The state last spring adopted a new New Jersey Graduation Proficiency Assessment with higher passing scores. But legislators worried about learning loss intervened, and Gov. Phil Murphy signed a law last summer that made the new assessment a “field test,” meaning students must take it but aren’t required to pass it to graduate.
The results of tests for English language learners and students with intellectual disabilities were equally dismal, officials said.
The declines mirrored national trends that also showed widening gaps between schools’ highest- and lowest-performing students.
The scores, reported during a seven-hour state Board of Education meeting, prompted an edgy exchange between one school board member and Angelica Allen-McMillan, the state’s acting education commissioner. Andrew Mulvihill, the board’s vice president, warned McMillan he had a “Monday morning quarterback question” that was “maybe a little political.”
“Do you think it was a good idea that we close schools, in regard to looking at this these results?” Mulvihill said.
Allen-McMillan responded: “I defer to the Department of Health, and Gov. Murphy has done that throughout the pandemic and into the endemic and made decisions based on science. And so I stand by the decisions that were made by Gov.
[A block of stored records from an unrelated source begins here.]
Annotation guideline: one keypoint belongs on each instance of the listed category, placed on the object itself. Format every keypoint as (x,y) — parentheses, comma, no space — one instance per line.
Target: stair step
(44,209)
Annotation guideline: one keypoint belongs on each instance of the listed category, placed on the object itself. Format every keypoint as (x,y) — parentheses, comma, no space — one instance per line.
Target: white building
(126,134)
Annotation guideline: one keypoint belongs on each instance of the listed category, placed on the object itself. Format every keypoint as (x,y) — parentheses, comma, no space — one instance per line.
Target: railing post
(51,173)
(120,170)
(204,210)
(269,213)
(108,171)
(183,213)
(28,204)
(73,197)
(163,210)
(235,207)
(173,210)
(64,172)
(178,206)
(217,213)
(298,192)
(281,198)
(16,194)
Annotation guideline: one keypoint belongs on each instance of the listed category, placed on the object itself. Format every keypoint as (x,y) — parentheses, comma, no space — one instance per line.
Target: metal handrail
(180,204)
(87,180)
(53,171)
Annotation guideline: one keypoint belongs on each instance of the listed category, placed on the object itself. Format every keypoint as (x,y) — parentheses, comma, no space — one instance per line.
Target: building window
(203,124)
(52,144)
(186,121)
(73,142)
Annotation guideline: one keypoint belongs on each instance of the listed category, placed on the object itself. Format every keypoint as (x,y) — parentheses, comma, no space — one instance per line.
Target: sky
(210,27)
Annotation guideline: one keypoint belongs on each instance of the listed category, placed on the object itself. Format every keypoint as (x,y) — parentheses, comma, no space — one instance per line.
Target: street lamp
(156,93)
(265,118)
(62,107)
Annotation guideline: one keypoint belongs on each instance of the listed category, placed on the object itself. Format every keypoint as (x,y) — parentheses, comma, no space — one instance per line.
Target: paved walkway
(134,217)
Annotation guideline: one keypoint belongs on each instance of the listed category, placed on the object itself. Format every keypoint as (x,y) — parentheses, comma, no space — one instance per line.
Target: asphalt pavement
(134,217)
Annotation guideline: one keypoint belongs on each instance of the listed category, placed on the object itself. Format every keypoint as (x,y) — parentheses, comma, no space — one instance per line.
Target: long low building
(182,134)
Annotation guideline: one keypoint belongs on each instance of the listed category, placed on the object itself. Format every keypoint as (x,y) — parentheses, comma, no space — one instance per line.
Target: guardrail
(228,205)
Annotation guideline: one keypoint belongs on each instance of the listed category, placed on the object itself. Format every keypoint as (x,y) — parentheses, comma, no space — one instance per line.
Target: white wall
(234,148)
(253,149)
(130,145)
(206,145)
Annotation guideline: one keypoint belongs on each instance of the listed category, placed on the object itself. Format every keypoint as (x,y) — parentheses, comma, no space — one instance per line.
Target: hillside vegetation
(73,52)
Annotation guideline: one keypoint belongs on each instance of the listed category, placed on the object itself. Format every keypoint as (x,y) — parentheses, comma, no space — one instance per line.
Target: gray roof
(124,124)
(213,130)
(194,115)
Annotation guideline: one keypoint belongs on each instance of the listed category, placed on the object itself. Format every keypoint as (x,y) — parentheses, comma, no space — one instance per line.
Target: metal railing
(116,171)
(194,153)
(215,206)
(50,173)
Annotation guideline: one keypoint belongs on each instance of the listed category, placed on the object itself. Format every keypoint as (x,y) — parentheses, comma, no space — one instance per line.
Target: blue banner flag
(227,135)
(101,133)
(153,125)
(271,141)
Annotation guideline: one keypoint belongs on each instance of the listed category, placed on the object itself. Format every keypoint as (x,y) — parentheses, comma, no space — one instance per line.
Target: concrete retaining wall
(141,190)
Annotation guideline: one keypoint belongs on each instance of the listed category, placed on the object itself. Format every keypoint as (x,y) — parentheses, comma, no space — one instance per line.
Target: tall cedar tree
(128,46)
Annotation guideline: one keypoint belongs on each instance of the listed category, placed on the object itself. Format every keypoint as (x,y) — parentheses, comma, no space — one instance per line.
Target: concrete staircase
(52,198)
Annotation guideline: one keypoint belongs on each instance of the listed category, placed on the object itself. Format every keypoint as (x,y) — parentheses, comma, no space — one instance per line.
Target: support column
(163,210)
Murphy.”
Schools statewide closed in March 2020 under gubernatorial order, and many remained so into the 2020-21 school year, shifting to online instruction.
Mulvihill asked how charter schools and schools that remained open during the pandemic fared on assessments, but officials said such a breakdown wasn’t yet available. District- and school-level scores weren’t released.
Allen-McMillan told board members officials have plans underway to reverse course, with the Murphy administration earmarking nearly $270 million for education recovery initiatives.
She outlined a three-year state plan called New Jersey Partnership for Student Success that will enlist 5,000 volunteers and community groups to serve as tutors, mentors, and coaches to help struggling students.
Under the plan, the state will spend $10 million to create a statewide “high impact tutoring” program and $5 million on two early literacy programs, Allen-McMillan said. Officials haven’t yet determined how many and which districts will get the funding.
The initiative was inspired by a national plan of the same name and President Biden’s summer callout for 250,000 tutors and mentors to help kids catch up in school.
Sen. Teresa Ruiz, the chamber’s majority leader, said in a statement that the assessment results serve as “a jarring alarm to the work that lies ahead.”
One school board member, anticipating a public furor over the dismal test results, pleaded for understanding.
“Politicians will be quick to grab these numbers, and they’ll be quick to point their fingers at whatever the blame it is that they feel will suit them,” board member Joseph Ricca said. “The reality is what we’re seeing here is the outcomes of the human struggle.”
Behind the poor test results are scores of pandemic-related deaths, lost jobs, and other hardships that kept students from thriving — and that schools had no control over, Ricca said.
“There was a tremendous amount of challenge and trauma that took place all throughout the state of New Jersey and the world. And the performance of children on a standardized assessment is what it is,” Ricca said.
Some reformers didn’t want to hear it.
Paula White, executive director of student advocacy nonprofit JerseyCAN, blasted education officials for a lack of transparency and an “unacceptable time lag” in reporting assessment results.
“The commissioner’s PowerPoint was high on optics and headlines but lacked meaningful data, substance, urgency, and vision,” White said in a statement. “The state only provided summary graphs and incomplete data. To this day, we still need to find out which districts or schools are the beacons of light that we can learn from at this crucial time.”